28 October 2013

"Written in the Stars" with Prof Jim Al-Khalili

This was another those confluences of good things in one place which meant that I had to be there.

I think that Jim Al-Khalili is the best science broadcaster currently (TV and radio) because of the amount of hard science that he includes. He gave this talk in his role as President of the British Humanist Association, which I belong to. And the talk mixed very hard science with a touch of philosophy.

The question Jim tried to answer was that of free will and he addressed it from a scientific angle, i.e. if the future predetermined and predictable then we have no free will whatever philosophers may think.

He started with four hypotheses drawn from a simple 2x2 matrix, which is exactly how you should approach problems like this.

One on axis there were the choice of the universe is predetermined or random and on the other that we have free will or we do not.

Newton thought that the future was predictable in a mechanical sort of way and Einstein said it was already there, i.e. other times exist in the same way that other places do.

The scientific consensus seemed to be that the universe was both deterministic and predictable, then Quantum Mechanics came along and through some crazy random stuff in to the mix.
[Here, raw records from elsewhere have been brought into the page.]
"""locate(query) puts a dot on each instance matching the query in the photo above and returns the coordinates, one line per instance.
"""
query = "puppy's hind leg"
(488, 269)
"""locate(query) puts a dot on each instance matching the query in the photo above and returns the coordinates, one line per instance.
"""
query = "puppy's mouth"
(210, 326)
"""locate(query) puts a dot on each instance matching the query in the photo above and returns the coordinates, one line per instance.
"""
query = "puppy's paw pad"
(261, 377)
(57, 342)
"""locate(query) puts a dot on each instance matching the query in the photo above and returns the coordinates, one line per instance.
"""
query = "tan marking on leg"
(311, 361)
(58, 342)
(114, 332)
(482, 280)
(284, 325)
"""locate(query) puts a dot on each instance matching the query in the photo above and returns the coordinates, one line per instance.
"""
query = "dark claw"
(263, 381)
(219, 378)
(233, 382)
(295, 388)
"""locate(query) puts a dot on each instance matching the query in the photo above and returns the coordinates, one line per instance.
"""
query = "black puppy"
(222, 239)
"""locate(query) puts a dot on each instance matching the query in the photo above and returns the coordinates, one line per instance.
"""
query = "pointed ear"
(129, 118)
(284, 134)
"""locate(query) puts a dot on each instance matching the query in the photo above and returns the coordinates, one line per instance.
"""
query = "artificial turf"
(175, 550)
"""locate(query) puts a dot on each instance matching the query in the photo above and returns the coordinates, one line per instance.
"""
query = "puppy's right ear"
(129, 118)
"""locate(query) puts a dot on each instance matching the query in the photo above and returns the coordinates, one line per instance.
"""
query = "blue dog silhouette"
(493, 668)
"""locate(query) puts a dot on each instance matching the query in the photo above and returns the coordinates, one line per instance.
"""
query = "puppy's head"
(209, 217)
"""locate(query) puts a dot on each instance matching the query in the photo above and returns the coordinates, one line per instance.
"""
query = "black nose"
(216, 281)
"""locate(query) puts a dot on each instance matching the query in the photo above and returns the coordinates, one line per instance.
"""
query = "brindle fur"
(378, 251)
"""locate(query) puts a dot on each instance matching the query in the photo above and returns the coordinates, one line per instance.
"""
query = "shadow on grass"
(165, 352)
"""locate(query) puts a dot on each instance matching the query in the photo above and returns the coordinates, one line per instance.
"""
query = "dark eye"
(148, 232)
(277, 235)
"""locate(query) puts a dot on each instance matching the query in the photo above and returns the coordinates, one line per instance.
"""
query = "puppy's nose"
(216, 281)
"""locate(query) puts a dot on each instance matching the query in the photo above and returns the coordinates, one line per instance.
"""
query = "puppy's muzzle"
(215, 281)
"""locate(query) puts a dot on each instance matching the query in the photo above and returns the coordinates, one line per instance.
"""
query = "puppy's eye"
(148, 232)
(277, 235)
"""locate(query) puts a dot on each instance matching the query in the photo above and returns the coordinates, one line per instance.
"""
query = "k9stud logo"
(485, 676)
Jim spent most of his time showing us just how weird QM is, which was understandable given that is what he does. He talked us through the slit experiment that shows particles behaving as waves except when we watch them. I had seen this done many times before but this was the clearest explanation of the lot.

As a mathematician (well, I do have a degree in mathematics even if it is rather old now) I love the fact that mathematics explains QM perfectly (e.g. the probability model for where a particle is) but physicians do not know what is actually happening in the real world, e.g. what the particle is doing to behave like a wave.

Having spent a long time taking us through QM weirdness, Jim then said that this weirdness disappears as we scale up and disappeared well before we get to human scale and so can be discounted from the deterministic argument, e.g. it does not matter how an individual electron behaves at a point in time as it has now discernible effect even at the molecular level.

So the universe could be deterministic (i.e. it has to behave the way that it does) but that is not the same as saying that it is predictable (i.e. we can tell what it is going to do).

The main argument here came from an extrapolation of Poincare's three bodies proof which showed that even very small differences in the starting conditions can lead to very different outcomes. This has been popularised as the Butterfly Effect. The point of this is that we can never know enough about the starting conditions to predict how things are going to behave.

The summary of all this is that Jim claimed that the world is deterministic but we can never know enough to predict it, so it is undetermined to us and, for all practicable purpose, we have free will.

The QandA session that followed showed how little most people know about QM and a lot of time was spent revisiting some of the arguments.

It struck me then that we, the human race, have a cognitive issue here (Martin Rees has said much the same) in that our thinking is conditioned by and limited by our brains which have evolved to solve one set of problems. That is why we cannot comprehend the scale of the universe or the behaviour of very small things. For example, in our human-scale world we are used to an object being in one place at two times but we cannot make sense of an object being in one time at two places.

There is also the very real possibility that our brains are incapable of understanding everything about the way that the universe works, much as a dog is incapable of learning French. That we may never know how QM works is a sobering thought.

During the QandA Jim opened a potential gap in his argument from his current work in the new field of Quantum Biology where a quantum change in a single molecule of DNA could lead to a significant change to the observable world.

I think there is a more obvious flaw. It is easy to devise a mechanism that scales the random quantum world up to the observable world and thus stops it from being deterministic - and you only have to devise the mechanism to make the world non deterministic, you do not actually have to build it. One such a machine would be to select a single Uranium atom and take one significant action if it decays in less than the half-life and another if it does not.

Sadly we ran out of time for me to put this him but I was able to grab a very quick word with Jim on his way out. Obviously that quick word was about Leeds United, the team we both support.

I might dispute his conclusion but Jim is a good presenter and he put the question and some of the implications very well, and dealt with the questions likewise, which made it a stimulating and though-provoking evening.

1 comment:

  1. It sounds fascinating subject matter, Matt, although to be honest QM feels beyond my powers of comprehension. I'll probably forward this onto to my daughters boyfriend, Chris, who I think is studying QM as part of his degree. I'm sure he'll be interested in it - he hopes to become a physics teacher.